Monday, October 26, 2009

Jinnah Article

The author, Tarun Vijay, is highly biased right from the onset of the article against Jinnah. Whether this bias is justified or not is debatable, but a knower, after reading the article cannot dispute the fact that there is a heavy bias against both, Jinnah as an individual and Jinnah as an institution. This can be justified by looking at the introductory passages in the article where the author tries to co-relate two different events in history (Jinnah’s speech and the Calcutta Massacre) simply on basis of their chronological order. But he does not give the knower adequate evidence about the causality of the Calcutta massacre to substantially validate his claims. For instance, Jinnah’s presidential speech at the Muslim League convention on July 19, 1946, may have been in an entirely different context than what appears in the article thus breaking the link between his speech and the subsequent massacres that followed.
The author, by citing another eminent personality, even questions the suitability of Jinnah as a leader of a pan-Islamic state, putting forth the argument that he himself had western tastes and Anglican preferences and was the complete opposite of an ‘ideal’ Islamic leader. However this claim too, it can be argued, arises more from an internal and personal hatred, than actual doubts over the leader’s distinct background. It would be near-sightedness to simply characterize a leader simply and only on the basis of their background and personal lives, as is done in the article.
The author, on a more macrocosmic level, is a very pro-hindu activist. This is evident as he tries to justify and uphold the RSS’s hindutva ideology. There are also cultural references in the article, made by allusions to Gita. The allusions to Gita, in my opinion are present in the article to validate the Hindutva cause and also to appeal to the more religious readers on basis of their emotional attachments to religion.
The direct comparison between Jinnah, the father of Pakistan and Nehru, India’s first president, too, shows shades of bias thus weakening the argument against Jinnah.

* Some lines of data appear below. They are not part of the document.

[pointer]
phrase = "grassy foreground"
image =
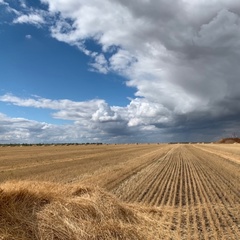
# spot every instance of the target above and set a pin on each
(42, 210)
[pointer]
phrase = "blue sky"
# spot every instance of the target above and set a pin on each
(152, 71)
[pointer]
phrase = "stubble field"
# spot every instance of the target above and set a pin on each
(189, 191)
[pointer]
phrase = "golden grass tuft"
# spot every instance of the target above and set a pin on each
(41, 210)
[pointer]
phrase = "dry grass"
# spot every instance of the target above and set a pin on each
(41, 210)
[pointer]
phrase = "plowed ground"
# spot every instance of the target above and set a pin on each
(193, 190)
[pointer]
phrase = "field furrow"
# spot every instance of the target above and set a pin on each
(191, 190)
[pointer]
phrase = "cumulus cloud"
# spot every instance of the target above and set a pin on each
(32, 18)
(181, 56)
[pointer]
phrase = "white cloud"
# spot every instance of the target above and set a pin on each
(32, 18)
(181, 56)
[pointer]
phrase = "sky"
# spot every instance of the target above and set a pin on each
(119, 72)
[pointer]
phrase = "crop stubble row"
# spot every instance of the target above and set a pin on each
(196, 193)
(193, 190)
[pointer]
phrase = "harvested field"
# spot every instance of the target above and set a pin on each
(185, 191)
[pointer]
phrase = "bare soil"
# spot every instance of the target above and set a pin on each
(193, 190)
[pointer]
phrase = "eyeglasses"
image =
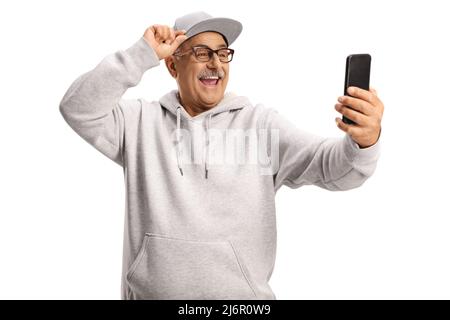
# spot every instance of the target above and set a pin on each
(204, 54)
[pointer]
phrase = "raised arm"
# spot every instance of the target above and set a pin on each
(92, 105)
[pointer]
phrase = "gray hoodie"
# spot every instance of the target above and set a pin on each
(197, 227)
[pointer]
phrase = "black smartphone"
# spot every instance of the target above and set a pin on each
(357, 74)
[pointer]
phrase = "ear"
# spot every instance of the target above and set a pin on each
(170, 64)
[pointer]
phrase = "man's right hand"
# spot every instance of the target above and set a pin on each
(164, 40)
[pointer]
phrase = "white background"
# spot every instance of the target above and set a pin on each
(62, 202)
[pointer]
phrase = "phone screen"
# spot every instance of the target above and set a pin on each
(357, 74)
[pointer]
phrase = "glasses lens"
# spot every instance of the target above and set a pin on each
(225, 55)
(202, 54)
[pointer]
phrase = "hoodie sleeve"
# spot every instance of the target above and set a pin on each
(92, 105)
(334, 164)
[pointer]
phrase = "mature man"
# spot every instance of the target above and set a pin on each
(197, 228)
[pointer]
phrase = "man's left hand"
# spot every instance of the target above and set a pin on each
(366, 109)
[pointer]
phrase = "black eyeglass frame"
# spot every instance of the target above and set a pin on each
(210, 53)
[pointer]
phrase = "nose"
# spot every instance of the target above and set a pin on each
(214, 62)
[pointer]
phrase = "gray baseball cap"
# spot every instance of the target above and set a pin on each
(198, 22)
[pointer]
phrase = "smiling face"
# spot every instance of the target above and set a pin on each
(197, 92)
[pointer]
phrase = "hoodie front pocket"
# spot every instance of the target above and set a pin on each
(171, 268)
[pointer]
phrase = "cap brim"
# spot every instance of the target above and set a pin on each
(229, 28)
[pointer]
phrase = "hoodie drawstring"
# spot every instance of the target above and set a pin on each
(208, 119)
(178, 138)
(178, 142)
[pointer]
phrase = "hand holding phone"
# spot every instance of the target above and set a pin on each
(357, 74)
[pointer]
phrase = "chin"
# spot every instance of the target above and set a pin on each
(212, 99)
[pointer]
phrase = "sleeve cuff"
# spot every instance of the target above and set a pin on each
(355, 154)
(143, 54)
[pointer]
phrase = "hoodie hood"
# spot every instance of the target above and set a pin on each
(171, 103)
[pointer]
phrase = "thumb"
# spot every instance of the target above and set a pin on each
(176, 43)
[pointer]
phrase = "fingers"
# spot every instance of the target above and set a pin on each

A major fallacy in the comparison is that while Nehru is looked as a leader whose duty was to protect Indian interests, Jinnah is not looked upon in the same light with respect to Pakistan, instead, he is treated as an Indian leader who betrayed and ‘vivisected’ India, when in reality he was pursuing the birth of his own country.
It is difficult to establish the main purpose or knowledge issue of the article as various arguments are raised throughout the length of the article, initiating from Jinnah’s role in the Calcutta massacre to his personal background and eventually to the RSS’s hindutva ideology. However when put in context with the background timing of the article, one can make immediate sense by understanding the authors frustrations with the Jinnah issue continuously marring his beloved BJP through controversies created first by L.K.Advani and then by Jaswanth Singh. The apparent purpose of the article would only be to reignite the now calming fire against Jinnah as an individual amongst the leaders and workers of the BJP and the general public as a whole.